Hello! I am new to Catholic Answers and have arrived here somewhat desperate. I love my husband. He is a blessing from God. However, we are experiencing lots of stress on our marriage because I want to have another baby and my husband does not.
I feel I am losing some respect for him because I think he is acting so selfishly. Frequently on Sunday in mass, we hear some beautiful version of- die to yourself and live for Christ. He thinks raising the 3 children we have in the church is living for Christ. I tell him, not as much as we could be. I feel we have more to give God, and he is preventing us from doing so. We are supposed to be helping one another get to heaven.
Day to day, my husband is a good husband. He spends time with the children in the evening, takes part in our evening prayers, puts our 2 year old to sleep after I nurse her (while I finish the sleep routine with the other 2). He often cooks dinner and prefers this to doing other things required in the house. He is a good natured, well adjusted, relatively optimistic man in our day to day life. Aside from this topic, he brings much joy to my life and our family.

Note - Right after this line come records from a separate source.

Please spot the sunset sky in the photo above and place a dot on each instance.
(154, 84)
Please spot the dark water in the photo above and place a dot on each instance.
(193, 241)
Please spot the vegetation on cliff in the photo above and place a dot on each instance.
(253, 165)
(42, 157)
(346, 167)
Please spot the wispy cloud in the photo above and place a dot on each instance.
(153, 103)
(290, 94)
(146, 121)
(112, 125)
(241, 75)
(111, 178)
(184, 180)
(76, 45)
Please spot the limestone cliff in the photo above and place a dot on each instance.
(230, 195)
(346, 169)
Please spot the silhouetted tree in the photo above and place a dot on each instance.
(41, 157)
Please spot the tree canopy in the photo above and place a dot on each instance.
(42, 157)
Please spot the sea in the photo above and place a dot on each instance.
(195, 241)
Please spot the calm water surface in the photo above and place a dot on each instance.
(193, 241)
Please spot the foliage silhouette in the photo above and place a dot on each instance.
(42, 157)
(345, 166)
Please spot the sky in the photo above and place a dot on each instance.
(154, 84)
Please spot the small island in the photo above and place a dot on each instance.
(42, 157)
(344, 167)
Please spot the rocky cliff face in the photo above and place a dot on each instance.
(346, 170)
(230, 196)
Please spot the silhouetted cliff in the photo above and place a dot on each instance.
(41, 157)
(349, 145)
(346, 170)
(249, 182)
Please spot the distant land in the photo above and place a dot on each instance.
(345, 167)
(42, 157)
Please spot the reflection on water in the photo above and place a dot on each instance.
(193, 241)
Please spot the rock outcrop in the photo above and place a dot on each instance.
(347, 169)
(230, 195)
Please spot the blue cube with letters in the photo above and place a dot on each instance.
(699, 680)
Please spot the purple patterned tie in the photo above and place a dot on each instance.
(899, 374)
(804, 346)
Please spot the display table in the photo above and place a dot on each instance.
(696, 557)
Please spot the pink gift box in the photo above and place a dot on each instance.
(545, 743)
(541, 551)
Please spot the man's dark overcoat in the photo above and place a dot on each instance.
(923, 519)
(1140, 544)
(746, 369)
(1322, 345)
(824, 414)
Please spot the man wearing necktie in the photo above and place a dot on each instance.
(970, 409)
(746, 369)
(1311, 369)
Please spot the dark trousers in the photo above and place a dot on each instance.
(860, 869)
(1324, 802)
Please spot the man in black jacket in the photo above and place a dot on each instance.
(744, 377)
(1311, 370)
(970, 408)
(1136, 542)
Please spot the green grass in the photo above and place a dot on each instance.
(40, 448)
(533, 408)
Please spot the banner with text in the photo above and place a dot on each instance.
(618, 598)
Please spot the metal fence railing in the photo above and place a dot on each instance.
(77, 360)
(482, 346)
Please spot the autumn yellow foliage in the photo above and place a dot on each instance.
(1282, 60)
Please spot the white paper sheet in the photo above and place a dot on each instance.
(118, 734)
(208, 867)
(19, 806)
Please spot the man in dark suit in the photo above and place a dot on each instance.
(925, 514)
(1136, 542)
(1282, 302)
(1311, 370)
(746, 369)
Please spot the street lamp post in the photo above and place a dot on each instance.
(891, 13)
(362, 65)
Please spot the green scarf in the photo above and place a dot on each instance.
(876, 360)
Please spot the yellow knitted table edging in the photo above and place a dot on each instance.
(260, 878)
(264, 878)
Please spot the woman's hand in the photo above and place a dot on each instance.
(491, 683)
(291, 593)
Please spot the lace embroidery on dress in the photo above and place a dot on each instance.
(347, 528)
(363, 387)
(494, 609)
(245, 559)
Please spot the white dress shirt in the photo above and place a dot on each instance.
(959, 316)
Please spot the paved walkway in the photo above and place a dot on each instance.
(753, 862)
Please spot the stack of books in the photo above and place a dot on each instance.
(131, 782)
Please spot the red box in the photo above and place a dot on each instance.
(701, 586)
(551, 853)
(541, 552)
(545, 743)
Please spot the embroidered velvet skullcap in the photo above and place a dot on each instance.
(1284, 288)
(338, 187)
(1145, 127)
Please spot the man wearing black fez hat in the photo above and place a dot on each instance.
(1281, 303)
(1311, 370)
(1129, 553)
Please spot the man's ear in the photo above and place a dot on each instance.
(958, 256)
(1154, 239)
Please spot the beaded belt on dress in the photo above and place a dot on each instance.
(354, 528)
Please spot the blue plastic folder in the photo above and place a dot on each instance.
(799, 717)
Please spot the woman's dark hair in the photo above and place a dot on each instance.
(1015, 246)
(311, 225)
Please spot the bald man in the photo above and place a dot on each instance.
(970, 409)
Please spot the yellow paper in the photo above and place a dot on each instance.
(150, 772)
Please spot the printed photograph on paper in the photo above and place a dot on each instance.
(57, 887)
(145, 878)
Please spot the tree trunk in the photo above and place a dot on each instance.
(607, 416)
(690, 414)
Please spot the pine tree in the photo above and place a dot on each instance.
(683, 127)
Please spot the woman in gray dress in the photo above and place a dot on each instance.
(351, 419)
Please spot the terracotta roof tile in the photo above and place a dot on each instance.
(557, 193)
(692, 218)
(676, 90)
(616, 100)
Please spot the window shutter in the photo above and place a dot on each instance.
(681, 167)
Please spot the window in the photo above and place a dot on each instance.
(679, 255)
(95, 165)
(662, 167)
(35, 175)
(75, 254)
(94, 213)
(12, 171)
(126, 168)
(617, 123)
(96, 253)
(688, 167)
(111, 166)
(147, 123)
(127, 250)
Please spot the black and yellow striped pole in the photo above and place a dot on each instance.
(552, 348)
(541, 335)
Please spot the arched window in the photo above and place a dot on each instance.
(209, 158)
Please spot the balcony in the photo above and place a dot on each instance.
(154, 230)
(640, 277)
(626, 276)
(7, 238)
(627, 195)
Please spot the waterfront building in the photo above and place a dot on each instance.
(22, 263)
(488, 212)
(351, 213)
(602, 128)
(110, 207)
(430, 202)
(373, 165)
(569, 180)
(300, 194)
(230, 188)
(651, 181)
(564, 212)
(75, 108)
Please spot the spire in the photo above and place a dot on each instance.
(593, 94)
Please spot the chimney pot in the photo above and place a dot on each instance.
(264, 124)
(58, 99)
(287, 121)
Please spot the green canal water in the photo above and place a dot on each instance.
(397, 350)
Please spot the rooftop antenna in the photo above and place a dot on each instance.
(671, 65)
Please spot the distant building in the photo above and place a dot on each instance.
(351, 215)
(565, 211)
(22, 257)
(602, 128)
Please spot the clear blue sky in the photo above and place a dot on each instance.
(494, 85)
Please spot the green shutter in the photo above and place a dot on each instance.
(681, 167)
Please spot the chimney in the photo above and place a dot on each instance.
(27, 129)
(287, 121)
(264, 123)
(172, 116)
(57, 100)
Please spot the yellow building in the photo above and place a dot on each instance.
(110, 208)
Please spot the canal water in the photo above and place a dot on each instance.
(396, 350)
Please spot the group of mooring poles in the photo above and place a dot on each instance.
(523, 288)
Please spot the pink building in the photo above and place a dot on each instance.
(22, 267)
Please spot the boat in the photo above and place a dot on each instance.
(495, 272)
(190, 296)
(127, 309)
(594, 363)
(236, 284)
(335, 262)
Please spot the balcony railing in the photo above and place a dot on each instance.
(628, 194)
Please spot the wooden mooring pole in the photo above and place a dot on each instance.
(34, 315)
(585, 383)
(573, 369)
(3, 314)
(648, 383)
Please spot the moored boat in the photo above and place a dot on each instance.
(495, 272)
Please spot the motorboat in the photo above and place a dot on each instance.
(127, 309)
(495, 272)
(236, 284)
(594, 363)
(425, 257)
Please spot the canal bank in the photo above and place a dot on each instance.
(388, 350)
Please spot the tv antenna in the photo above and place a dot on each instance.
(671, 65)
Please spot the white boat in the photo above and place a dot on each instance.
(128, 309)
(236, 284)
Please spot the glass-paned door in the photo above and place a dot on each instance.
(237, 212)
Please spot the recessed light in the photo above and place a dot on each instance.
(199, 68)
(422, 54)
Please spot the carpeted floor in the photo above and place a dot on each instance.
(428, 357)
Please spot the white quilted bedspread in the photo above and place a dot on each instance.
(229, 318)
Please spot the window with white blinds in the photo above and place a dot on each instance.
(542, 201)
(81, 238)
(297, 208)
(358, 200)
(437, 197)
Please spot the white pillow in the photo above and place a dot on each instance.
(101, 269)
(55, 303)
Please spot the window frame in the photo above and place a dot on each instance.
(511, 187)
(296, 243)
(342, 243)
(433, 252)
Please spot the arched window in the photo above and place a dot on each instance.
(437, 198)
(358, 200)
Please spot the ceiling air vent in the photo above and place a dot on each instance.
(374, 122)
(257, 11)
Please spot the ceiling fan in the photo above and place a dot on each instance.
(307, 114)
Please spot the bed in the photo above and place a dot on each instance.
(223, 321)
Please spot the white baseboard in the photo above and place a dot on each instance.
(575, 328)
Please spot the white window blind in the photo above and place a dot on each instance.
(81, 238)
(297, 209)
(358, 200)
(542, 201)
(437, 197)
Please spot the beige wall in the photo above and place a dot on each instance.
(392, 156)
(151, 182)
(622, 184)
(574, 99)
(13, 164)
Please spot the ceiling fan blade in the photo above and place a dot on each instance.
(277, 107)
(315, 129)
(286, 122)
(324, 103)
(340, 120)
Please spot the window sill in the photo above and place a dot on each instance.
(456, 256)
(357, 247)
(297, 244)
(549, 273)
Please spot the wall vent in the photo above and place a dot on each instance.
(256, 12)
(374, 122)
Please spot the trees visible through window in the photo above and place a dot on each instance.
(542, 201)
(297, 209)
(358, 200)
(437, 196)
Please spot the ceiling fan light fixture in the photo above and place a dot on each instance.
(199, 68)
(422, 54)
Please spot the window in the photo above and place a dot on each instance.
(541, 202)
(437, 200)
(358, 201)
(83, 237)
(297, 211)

Praise God, upon reading Pope John Paul’s encyclical, he decided not to have a vasectomy. However, he is using NFP in such a way that is not open to life, with no plans to change that.
To try to describe his reasoning- he says a variety of things that break down to him not wanting to do any of the work involved in another baby, and wanting to get our kids (almost 6, 4 & almost 2) grown up to more easily managed ages. Pope John Paul’s encyclical endeavors to describe acceptable reasons why families would not have another baby. I asked, where do you fall within that list? He says mental health. It seems he fears another baby would put too much of a stress on our family.
I have prayed so much. I go through spells where I don’t bring it up. Yesterday he said I ruined his Sunday by forcing this topic over and over.
We are not financially stressed and both have successful career paths. I don’t wish to be working outside the home, but do it because he doesn’t want the stress of supporting the family alone. That is not the topic I am concerned about. I would happily work forever if it meant getting to expand my family. I am 40 in the fall and don’t have the luxury of being able to pray forever and wait for God to change my husband’s mind.
I feel myself thinking of him as something of a selfish teenager, lacking in perspective. It is making me think of him with less respect.
We are going to a marriage enrichment retreat put on by our diocese. What else should we do? What else should I pray for and consider? I greatly appreciate all thoughts, and including those who could offer a male perspective.